Yemekler etli ise yağsız pişirilmeli, kızartmalardan kaçınılmalıdır. Bunun yerine ızgara, buğulama, haşlama ya da fırında yöntemleri tercih edin.
Sebze yemeklerine kişi başına 1 yemek kaşığı gibi zeytinyağı koyarak pişirin.
Öğle ve akşam öğünlerinize salata ekleyin ancak sos olarak sadece 1 yemek kaşığı zeytinyağı, limon ve sirke kullanın. Salata sınırsız tüketilebilir. Fakat salatalarda Mısır, ton balığı, ceviz, havuç gibi besinler serbest kullanılmamalıdır.
Yeterli düzeyde uyku en önemli unsurdur. Yetişkinler 8 saatten fazla uyumamaya özen gösterin.

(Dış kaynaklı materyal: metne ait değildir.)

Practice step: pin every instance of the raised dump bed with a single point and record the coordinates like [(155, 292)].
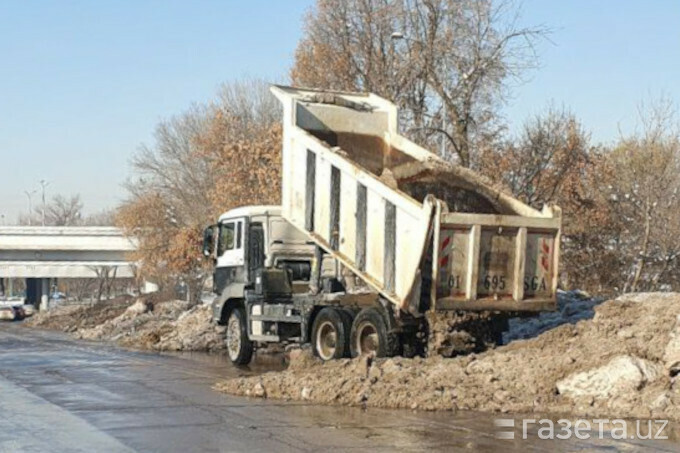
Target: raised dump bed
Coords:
[(401, 218)]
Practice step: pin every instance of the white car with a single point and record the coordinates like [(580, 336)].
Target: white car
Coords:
[(7, 313)]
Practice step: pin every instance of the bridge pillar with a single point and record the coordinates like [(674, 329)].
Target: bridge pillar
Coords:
[(44, 293)]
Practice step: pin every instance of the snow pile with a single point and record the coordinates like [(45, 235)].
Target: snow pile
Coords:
[(145, 324), (620, 361)]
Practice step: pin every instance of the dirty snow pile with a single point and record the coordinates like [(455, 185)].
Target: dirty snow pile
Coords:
[(161, 326), (621, 363)]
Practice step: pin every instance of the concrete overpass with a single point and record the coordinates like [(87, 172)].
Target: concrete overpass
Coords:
[(39, 254)]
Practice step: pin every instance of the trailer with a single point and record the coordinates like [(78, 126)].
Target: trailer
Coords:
[(373, 235)]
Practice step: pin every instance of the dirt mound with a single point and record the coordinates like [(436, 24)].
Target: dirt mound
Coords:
[(148, 323), (622, 362)]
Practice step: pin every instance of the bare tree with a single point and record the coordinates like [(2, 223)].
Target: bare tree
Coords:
[(63, 211), (645, 200), (203, 162), (450, 69)]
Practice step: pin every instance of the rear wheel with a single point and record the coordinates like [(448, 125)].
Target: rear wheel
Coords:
[(370, 335), (330, 333), (239, 347)]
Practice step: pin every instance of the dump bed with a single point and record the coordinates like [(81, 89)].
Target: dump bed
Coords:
[(423, 232)]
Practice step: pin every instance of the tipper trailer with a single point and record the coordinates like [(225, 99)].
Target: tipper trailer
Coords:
[(373, 233)]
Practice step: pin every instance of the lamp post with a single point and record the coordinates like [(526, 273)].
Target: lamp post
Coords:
[(30, 205), (396, 36), (43, 185)]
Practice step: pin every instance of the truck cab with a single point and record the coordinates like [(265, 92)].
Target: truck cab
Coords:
[(254, 248)]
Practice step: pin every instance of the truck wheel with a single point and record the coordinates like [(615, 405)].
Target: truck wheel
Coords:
[(239, 347), (370, 335), (330, 334)]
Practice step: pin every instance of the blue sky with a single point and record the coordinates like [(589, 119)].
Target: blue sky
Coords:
[(83, 83)]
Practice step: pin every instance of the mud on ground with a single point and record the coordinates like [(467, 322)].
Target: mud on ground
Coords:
[(621, 363)]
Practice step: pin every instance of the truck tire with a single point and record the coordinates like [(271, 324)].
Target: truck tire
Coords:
[(239, 347), (370, 335), (330, 333)]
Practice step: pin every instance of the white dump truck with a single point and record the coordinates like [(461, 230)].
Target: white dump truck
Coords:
[(373, 234)]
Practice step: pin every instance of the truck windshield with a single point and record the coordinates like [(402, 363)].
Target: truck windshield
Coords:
[(226, 238)]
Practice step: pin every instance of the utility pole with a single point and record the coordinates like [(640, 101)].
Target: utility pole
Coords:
[(30, 205), (43, 185)]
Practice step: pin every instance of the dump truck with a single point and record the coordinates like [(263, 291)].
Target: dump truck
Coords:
[(375, 236)]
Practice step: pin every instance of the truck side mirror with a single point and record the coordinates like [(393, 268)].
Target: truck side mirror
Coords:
[(209, 240)]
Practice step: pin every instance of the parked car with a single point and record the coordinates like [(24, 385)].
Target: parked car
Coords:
[(19, 313), (7, 313)]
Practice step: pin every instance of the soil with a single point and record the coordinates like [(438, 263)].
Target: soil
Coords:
[(618, 358), (147, 323)]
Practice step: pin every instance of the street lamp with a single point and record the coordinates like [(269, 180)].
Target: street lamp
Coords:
[(30, 205), (43, 185), (396, 36)]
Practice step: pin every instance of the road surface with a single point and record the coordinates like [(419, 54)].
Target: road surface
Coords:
[(62, 395)]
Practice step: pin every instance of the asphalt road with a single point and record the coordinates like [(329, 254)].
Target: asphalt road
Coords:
[(61, 395)]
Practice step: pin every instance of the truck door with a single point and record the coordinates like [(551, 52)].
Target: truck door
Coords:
[(255, 249), (230, 266)]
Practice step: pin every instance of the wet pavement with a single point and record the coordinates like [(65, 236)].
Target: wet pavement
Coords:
[(62, 395)]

Alınan tüm toksinleri vücuttan uzaklaştırabilmek için 8 -12 bardak su içilmelidir. Suyun; vücut ısısının dengelenmesi, besinlerin sindirimi ve emilimi sırasında hücrelere taşınması, toksinlerin vücuttan arındırılması gibi birçok görevi vardır. Vücut suyu azalınca baş ağrısı ile kendini göstermektedir.
Sonbaharda hastalıklardan daha uzak kalmak için bağışıklık sistemini güçlendirmek için antioksidan besinleri tüketmek gerekir. Antioksidanlar, hücrelerdeki oksitlenmeyi önleyen maddeler olarak nitelendirilirler. Bunu vücuttaki bazı enzimleri artırıp, savunma mekanizmasını daha da güçlendirerek gerçekleştirmektedir. Bu sayede vücut direnci artmakta, böylelikle enfeksiyonlara yakalanma riski azalmakta, eğer hastalık oluşmuşsa daha kısa sürede atlatılmasını sağlanmaktadır.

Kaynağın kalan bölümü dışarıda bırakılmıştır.